In 2005, IASB championed the birth of a new era in global conduct of businesses, with the
effort to create the Financial Reporting Rules for a world-wide Capital Market. In that same
year, the 27 European Union (EU) member States with many other countries like Australia,
Nee Zealand, Russia and South Africa adopted IFRS. Since then, many countries have keyed
into it including Nigeria.
Now, over 120 countries around the world use IFRS as their Accounting Reporting Standard
(ARS).
With over 120 countries adopting the use of IFRS out of the 195 countries in the world today,
we can say IASB has gained popularity more than FASB, therefore, IFRS as purposed by IASB
is more widely used in the world than GAAP.
THE POSITION OF USA ON THE ADOPTION OF IFRS
The US Securities and Exchange Commission has said it would not switch to IFRS but will
continue to review IFRS proposal as to supplement the US’ Financial Filings, as GAAP has
been called the Gold Standard of Accounting.
IFRS replaced IAS. IAS thrived from 1973-2000. IASB replaced IASC - International
Accounting Standard Committee in 2001.
NASB – Nigerian Accounting Standard Board was inaugurated on the 9th of September, 1982.
It was the only independent standard setting body in Nigeria, responsible for the development
and issuance of Statement of Accounting Standards (SAS), for preparers and users of the
financial statements.
Section 335(1) of CAMA 1990, gave legal backings to the activities of NASB.

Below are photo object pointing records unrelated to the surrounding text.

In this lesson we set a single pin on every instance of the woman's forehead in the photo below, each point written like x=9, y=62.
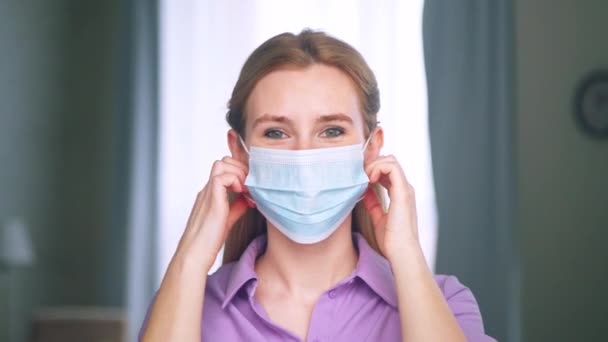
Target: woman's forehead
x=306, y=94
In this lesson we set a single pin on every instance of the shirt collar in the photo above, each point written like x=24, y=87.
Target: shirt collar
x=375, y=271
x=371, y=267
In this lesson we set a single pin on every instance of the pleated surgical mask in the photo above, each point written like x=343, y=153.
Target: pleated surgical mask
x=306, y=194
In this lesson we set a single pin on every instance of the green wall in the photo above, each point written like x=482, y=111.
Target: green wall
x=58, y=113
x=562, y=175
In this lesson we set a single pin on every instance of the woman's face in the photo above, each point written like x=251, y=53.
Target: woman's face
x=310, y=108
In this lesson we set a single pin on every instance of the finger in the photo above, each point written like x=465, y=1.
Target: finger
x=389, y=175
x=220, y=167
x=228, y=181
x=237, y=209
x=236, y=162
x=373, y=206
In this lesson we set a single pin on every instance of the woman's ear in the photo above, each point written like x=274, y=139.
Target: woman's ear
x=375, y=145
x=236, y=148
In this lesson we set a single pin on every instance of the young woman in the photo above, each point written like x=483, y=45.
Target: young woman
x=311, y=253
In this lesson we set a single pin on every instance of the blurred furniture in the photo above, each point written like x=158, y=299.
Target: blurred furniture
x=76, y=324
x=15, y=251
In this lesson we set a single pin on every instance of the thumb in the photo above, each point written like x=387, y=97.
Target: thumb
x=373, y=206
x=237, y=209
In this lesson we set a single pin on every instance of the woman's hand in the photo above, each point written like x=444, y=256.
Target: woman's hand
x=396, y=229
x=212, y=215
x=178, y=308
x=420, y=300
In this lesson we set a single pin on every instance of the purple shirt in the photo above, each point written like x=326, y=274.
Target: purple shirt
x=362, y=307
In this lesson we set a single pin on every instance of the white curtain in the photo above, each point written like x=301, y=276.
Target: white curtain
x=203, y=45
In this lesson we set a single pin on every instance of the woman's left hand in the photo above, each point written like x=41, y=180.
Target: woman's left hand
x=396, y=229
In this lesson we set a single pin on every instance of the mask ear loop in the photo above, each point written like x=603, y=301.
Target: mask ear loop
x=369, y=138
x=247, y=196
x=243, y=144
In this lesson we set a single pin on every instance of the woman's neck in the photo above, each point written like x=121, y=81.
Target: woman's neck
x=306, y=271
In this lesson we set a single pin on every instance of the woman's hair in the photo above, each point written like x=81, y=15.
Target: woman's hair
x=287, y=50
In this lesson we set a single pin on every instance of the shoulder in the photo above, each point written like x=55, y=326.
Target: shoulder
x=464, y=306
x=217, y=282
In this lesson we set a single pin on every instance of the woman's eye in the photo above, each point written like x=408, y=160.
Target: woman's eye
x=332, y=132
x=274, y=134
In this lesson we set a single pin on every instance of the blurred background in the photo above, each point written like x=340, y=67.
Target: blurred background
x=111, y=111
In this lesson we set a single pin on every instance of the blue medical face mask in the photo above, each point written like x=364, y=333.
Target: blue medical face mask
x=306, y=194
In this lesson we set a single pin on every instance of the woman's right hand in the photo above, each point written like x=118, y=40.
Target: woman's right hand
x=213, y=215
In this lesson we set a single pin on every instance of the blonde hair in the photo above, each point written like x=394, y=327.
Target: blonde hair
x=287, y=50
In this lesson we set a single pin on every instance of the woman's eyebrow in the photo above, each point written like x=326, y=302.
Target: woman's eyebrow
x=271, y=118
x=335, y=117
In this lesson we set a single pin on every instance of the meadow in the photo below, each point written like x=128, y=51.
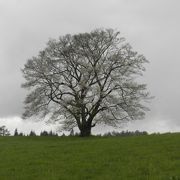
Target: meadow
x=155, y=157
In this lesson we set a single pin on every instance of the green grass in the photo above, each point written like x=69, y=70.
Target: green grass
x=73, y=158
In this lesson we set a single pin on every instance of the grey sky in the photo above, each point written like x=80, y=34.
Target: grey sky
x=151, y=26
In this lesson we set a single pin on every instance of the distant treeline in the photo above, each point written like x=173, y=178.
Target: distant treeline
x=5, y=132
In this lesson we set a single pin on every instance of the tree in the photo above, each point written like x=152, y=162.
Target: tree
x=4, y=131
x=86, y=79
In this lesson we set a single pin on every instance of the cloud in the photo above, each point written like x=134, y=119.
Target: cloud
x=151, y=27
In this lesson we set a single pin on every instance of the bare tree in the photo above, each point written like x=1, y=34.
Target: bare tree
x=4, y=131
x=86, y=79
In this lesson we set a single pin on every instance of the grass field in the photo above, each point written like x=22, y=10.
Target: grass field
x=73, y=158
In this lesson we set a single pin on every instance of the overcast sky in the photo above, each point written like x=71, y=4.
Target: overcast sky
x=151, y=26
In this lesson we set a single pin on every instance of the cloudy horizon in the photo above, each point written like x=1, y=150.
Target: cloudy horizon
x=151, y=28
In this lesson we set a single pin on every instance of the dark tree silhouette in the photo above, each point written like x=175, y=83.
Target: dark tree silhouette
x=86, y=79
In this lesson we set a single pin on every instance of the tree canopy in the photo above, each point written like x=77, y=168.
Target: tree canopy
x=86, y=79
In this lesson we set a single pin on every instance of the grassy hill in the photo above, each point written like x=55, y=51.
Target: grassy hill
x=73, y=158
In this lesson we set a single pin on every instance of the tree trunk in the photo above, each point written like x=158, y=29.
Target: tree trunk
x=85, y=131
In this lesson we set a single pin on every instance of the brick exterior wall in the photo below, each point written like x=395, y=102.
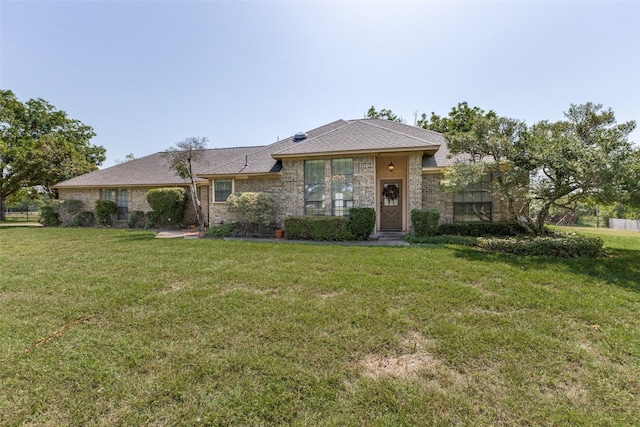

As development passed, it became necessary to review the lapses of NASB as many accounting
reporting inadequacies in the provisions of NASB led to manipulations of the financial
statements by some firms in Nigeria. In response to the concern of accounting reporting
insufficiencies, the Federal Government of Nigeria modified the provisions of NASB as
enacted in the Board’s Act No: 22, in 2003 under the leadership of President Olusegun
Obasanjo.
In the process of time, these modified provisions in NASB’s Act became inadequate in
comparison to Accounting Practices at the International level. On the 3rd of June, 2011,
President Dr. Goodluck Ebele Jonathan GCON, GCFR enacted the Financial Reporting
Council of Nigeria (FRCN) to replace NASB. However, the Statement of Accounting
Standards issued by NASB were retained and modified.
THE GOAL OF FRCN – To set standards for Accountancy in Nigeria.
CAMA - Companies and Allied Matters Act (CAMA) is one of the critical pieces of legislation
which enhances better business climate and promotes Micro, Small and Medium Scale
Enterprises (MSMEs) in Nigeria. The CAMA 1990 Act, which repealed CAMA act of 1968,
reshaped the business environment of Nigeria in the 90's. That happened again 2004, and again
in 2020. The Corporate Affairs Commission (CAC) of Nigeria was established in 1990 by
Companies and Allied Matters Act no 1 (CAMA) 1990[1] as amended, now on Act cap C20
Laws of federation of Nigeria.[2] Its establishment, structure and funding is now governed by
the Companies and Allied Matters Act 2020[3]. It is an autonomous body charged with the
responsibility to regulate the formation and management of companies in Nigeria.
Kindly ignore grammatical and typographical errors and use this material in context of the subject matter. THANK YOU!